In a 3.26 Esquire piece called “War Against Youth,” David Marche explains how the degree to which Boomers (and, to some extent, older GenXers) have stuck it to GenY is really without historical precdent. No generation has ever robbed and undermined another generation quite like this. In fact, when has an American generation ever made things worse for a younger one?

“Since the beginning of the Industrial Revolution, human potential has been consistently growing, generating greater material wealth, more education, wider opportunities — a vast and glorious liberation of human potential,” Marche begins. “In all that time, everyone, even followers of the most corrupt or most evil of ideologies, believed they were working for a better tomorrow. Not now. The angel of progress has suddenly vanished from the scene. Or rather, the angel of progress has been sent away.

“Nobody ever talks about generational conflict. Who wants to bring up that the old are eating the young at the dinner table? How are you going to mention that to your boss? If you’re a politician, how are you going to tell your donors? Even the Occupy Wall Street crowd, while rejecting the modes and rhetoric and institutional support of Boomer progressives, shied away from articulating the fundamental distinction that fills their spaces with crowds: young against old.
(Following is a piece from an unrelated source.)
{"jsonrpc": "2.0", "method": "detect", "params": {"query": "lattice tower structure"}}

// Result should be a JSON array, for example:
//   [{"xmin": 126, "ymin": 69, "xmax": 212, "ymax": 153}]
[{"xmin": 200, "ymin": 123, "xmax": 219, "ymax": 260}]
David Frum, former George W. Bush speechwriter, had the guts to acknowledge that the Tea Party’s combination of expensive entitlement programs and tax cuts is something entirely different from a traditional political program: “This isn’t conservatism: It’s a going-out-of-business sale for the Baby Boom generation.” The economic motive is growing ever more naked, and has nothing to do with any principle that could be articulated by Goldwater or Reagan, or indeed with any principle at all. The political imperative is to preserve the economic cloak of unreality that the Boomers have wrapped themselves in.”